Tiers scale with cumulative spend (Tier 1-4, then custom/scale). Check live limits in Console or response headers:

Header Meaning
retry-after Seconds to wait (on 429)
anthropic-ratelimit-requests-limit / -remaining / -reset RPM state
anthropic-ratelimit-input-tokens-* / -output-tokens-* ITPM / OTPM state

Practical guidance:

  • Treat 429 as backpressure: honor retry-after, add jitter, cap concurrency.
  • Long-running agent fleets: budget OTPM, not just RPM — output is usually the binding constraint.
  • Batches API has separate, much higher throughput and doesn't draw from interactive rate limits — move bulk traffic there.
  • 529 overloaded_error is capacity, not your quota — backoff and/or fail over to a different model tier.

Token Counting

POST /v1/messages/count_tokens — free, model-specific, counts a request without running it:

n = client.messages.count_tokens(
    model="claude-opus-4-8",
    system=system, tools=tools,
    messages=[{"role": "user", "content": text}],
).input_tokens

Never estimate with tiktoken (OpenAI tokenizer; 15-20% undercount on prose, worse on code).

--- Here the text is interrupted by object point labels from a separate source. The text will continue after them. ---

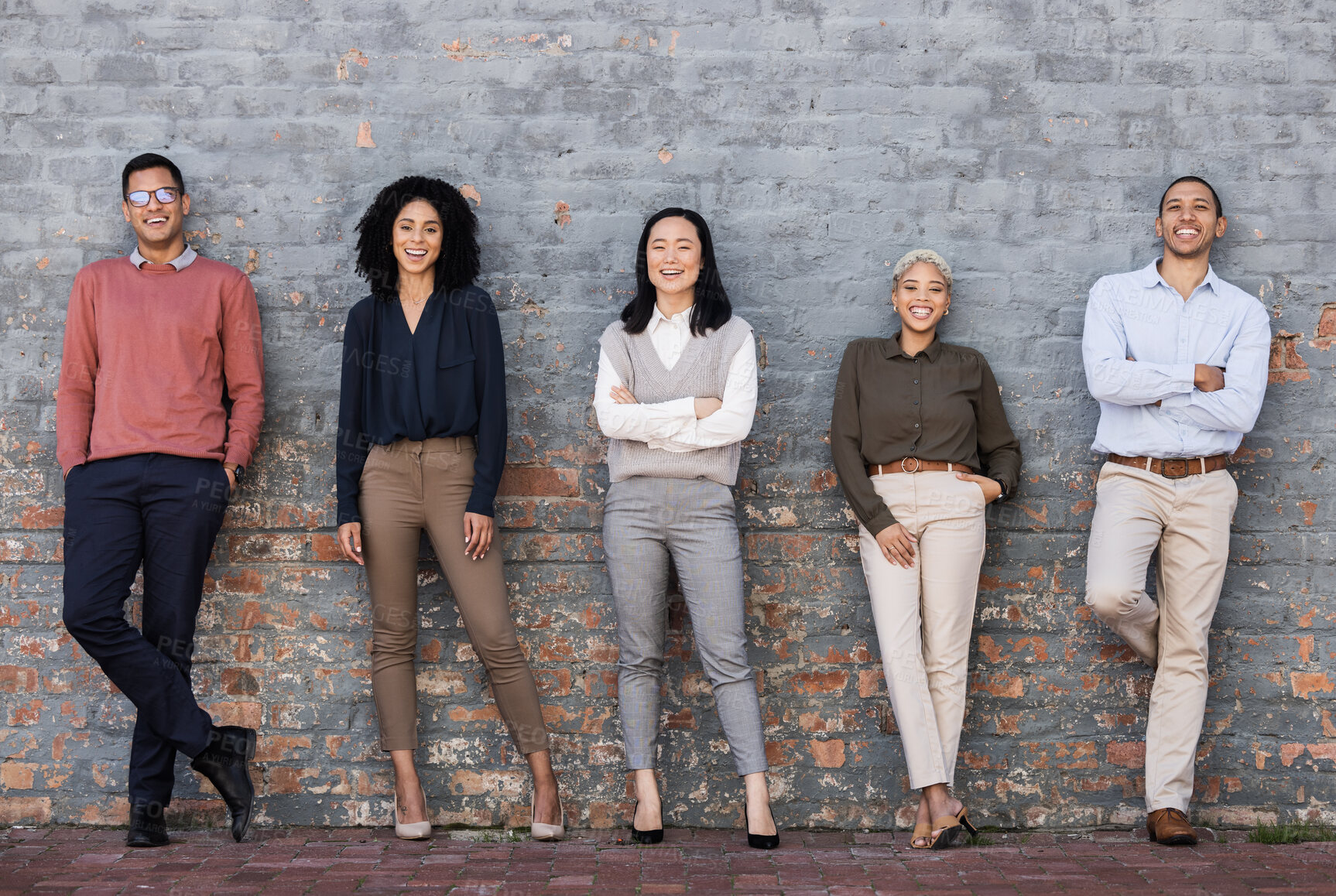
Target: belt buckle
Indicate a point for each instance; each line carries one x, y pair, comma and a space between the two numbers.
1187, 470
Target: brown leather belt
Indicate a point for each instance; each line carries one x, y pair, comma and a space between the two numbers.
1175, 467
916, 465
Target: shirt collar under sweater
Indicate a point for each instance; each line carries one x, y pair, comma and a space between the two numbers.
180, 262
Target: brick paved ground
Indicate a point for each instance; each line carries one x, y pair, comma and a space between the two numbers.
329, 861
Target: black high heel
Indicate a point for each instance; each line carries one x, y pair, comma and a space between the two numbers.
646, 836
762, 840
964, 818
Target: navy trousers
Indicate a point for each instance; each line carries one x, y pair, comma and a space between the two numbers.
163, 511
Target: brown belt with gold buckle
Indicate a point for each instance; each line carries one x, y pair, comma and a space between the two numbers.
1175, 467
916, 465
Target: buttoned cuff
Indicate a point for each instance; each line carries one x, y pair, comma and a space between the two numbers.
682, 409
1184, 378
1176, 401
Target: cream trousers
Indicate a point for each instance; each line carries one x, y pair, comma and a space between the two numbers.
925, 614
1188, 520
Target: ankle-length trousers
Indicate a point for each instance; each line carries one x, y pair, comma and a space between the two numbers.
647, 520
163, 511
1188, 520
925, 614
405, 487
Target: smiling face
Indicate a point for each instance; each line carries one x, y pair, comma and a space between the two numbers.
921, 296
673, 255
417, 238
1190, 221
158, 224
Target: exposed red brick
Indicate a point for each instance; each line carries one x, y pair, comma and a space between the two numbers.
1126, 754
1310, 682
827, 754
539, 481
39, 517
18, 679
819, 682
1327, 323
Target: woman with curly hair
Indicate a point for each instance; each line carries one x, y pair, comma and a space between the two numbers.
423, 432
677, 394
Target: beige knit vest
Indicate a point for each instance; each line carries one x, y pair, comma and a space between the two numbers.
701, 373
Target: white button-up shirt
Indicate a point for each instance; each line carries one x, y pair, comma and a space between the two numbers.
1141, 346
673, 426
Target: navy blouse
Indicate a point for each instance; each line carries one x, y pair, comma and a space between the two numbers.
444, 379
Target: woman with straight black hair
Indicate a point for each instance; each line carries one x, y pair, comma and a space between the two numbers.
423, 430
677, 394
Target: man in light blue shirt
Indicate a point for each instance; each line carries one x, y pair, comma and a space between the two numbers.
1177, 360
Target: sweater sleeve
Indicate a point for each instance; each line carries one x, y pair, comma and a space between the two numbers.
848, 449
353, 443
489, 393
243, 369
77, 378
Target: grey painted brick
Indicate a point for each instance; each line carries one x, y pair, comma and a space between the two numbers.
1028, 141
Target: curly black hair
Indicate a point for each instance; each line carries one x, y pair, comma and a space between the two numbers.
458, 263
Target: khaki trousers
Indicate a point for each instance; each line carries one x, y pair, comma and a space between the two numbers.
1188, 520
409, 487
925, 614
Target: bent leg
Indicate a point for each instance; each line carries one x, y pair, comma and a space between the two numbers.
703, 540
183, 505
104, 545
1194, 557
951, 555
392, 533
481, 596
1129, 518
638, 565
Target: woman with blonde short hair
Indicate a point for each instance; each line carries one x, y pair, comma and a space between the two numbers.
922, 445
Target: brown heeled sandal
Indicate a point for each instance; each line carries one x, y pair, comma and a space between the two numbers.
946, 828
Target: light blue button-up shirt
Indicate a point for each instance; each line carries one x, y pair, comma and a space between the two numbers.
1139, 316
180, 262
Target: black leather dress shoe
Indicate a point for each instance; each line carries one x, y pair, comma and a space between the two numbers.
147, 827
224, 764
651, 836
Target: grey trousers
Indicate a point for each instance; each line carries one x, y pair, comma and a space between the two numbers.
647, 520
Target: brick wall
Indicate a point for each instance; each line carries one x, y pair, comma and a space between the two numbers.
1025, 139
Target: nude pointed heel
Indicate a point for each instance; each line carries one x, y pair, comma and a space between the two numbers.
413, 829
947, 827
540, 831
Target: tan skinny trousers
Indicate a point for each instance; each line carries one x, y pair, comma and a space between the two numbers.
1188, 520
405, 487
925, 614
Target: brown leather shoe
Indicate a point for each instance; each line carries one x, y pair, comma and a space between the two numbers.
1170, 827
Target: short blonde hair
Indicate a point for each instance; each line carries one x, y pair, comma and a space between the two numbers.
916, 255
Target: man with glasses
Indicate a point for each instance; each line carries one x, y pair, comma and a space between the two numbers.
1177, 360
158, 413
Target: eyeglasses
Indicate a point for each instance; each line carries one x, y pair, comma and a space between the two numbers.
139, 198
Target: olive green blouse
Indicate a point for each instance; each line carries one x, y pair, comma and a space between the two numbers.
938, 405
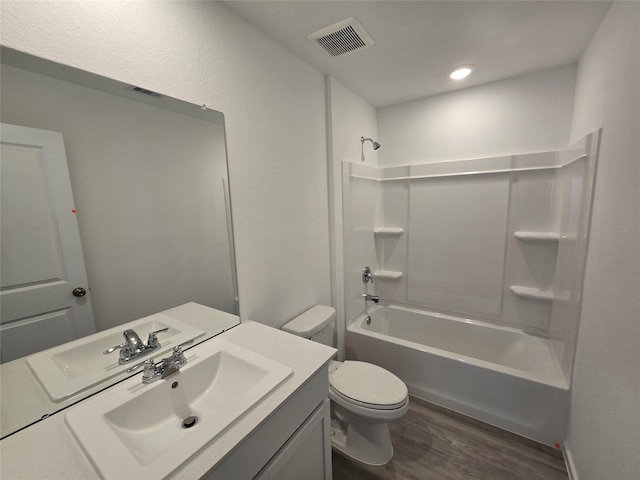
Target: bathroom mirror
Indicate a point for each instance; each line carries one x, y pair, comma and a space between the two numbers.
149, 181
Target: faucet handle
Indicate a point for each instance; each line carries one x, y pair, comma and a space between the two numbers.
113, 349
178, 348
367, 275
152, 339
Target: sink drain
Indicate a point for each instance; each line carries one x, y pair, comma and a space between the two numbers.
190, 421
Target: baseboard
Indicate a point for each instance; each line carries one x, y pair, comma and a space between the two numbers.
568, 461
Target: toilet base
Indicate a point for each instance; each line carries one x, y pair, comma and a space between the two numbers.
369, 443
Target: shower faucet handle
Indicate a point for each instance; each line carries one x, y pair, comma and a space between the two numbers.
367, 275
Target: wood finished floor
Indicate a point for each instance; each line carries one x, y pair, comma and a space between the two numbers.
432, 443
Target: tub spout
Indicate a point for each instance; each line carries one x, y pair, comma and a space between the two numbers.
373, 298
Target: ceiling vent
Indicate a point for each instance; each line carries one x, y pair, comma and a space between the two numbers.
144, 91
341, 38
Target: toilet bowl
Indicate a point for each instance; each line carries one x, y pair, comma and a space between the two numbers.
364, 397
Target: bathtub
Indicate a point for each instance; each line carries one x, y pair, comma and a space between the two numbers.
498, 375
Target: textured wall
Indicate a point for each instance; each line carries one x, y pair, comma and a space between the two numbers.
274, 108
530, 113
604, 435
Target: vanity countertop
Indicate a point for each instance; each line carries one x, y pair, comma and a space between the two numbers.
48, 449
32, 401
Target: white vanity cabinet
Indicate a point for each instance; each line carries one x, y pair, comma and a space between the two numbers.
286, 435
293, 444
307, 454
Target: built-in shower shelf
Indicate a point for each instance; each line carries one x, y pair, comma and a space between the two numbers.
537, 236
535, 293
387, 274
388, 231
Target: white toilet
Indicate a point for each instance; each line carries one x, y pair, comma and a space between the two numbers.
364, 397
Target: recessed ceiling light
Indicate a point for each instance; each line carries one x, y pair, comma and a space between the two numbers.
458, 73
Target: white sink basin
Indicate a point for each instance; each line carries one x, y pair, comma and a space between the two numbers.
147, 431
73, 367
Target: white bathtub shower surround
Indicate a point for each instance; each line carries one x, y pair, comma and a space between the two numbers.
498, 375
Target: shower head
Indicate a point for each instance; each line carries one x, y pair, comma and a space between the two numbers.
375, 144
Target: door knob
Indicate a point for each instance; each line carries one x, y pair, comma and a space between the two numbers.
79, 292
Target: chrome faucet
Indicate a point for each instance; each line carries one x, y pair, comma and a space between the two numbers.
133, 347
165, 367
373, 298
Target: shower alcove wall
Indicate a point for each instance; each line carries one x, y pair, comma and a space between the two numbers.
497, 240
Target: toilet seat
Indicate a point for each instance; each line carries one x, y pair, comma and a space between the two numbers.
367, 385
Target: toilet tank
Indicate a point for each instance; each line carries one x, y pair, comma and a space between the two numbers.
316, 324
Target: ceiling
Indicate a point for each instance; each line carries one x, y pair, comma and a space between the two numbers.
417, 42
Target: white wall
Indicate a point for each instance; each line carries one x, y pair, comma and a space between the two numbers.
274, 109
530, 113
349, 118
604, 428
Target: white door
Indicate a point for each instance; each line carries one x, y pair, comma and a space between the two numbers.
41, 261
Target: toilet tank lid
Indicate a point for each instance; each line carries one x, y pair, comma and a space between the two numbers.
311, 322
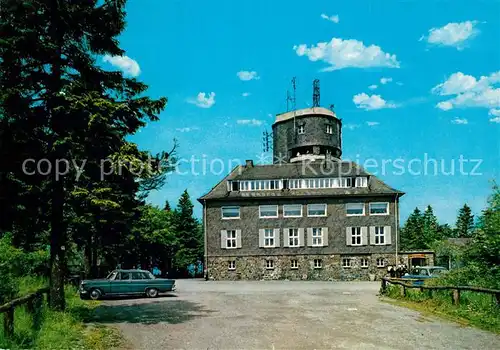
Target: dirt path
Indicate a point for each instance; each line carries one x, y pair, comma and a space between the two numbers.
282, 315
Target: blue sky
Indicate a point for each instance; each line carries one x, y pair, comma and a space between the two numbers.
410, 79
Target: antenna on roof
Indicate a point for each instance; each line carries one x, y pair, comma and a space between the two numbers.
266, 143
316, 93
294, 95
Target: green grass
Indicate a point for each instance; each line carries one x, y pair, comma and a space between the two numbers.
59, 330
475, 309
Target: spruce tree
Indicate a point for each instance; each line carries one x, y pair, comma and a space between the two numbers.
167, 206
465, 222
188, 235
431, 226
412, 232
55, 95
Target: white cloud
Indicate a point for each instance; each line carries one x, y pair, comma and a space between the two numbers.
187, 129
247, 75
372, 102
252, 122
494, 112
203, 100
445, 105
452, 34
351, 126
334, 18
469, 91
126, 64
339, 54
462, 121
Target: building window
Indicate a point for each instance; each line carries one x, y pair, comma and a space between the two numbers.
361, 182
292, 210
379, 235
379, 208
293, 237
316, 210
355, 235
268, 211
269, 238
318, 263
269, 264
355, 209
333, 182
230, 212
345, 182
231, 239
260, 185
317, 237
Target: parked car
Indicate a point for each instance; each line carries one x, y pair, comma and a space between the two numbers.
126, 282
424, 272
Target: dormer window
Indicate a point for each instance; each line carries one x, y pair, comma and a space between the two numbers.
361, 182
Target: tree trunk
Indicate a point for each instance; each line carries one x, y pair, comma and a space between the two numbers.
58, 229
57, 248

Token counts differ between Claude models too — count against the model you'll run.

Vision & Documents

  • Images: {"type": "image", "source": {...}} blocks — base64, URL, or Files API {"type": "file", "file_id": ...}. Opus 4.7+ supports high-res input (up to 2576px long edge, pixel-accurate coordinates; up to ~3x image tokens).
  • PDFs: {"type": "document", "source": {...}} — base64, URL, plain text, or file_id. Optional citations: {"enabled": true}.
  • Files API (beta files-api-2025-04-14): upload once (client.beta.files.upload(...)), reference by file_id across requests. 500 MB/file, 100 GB/org.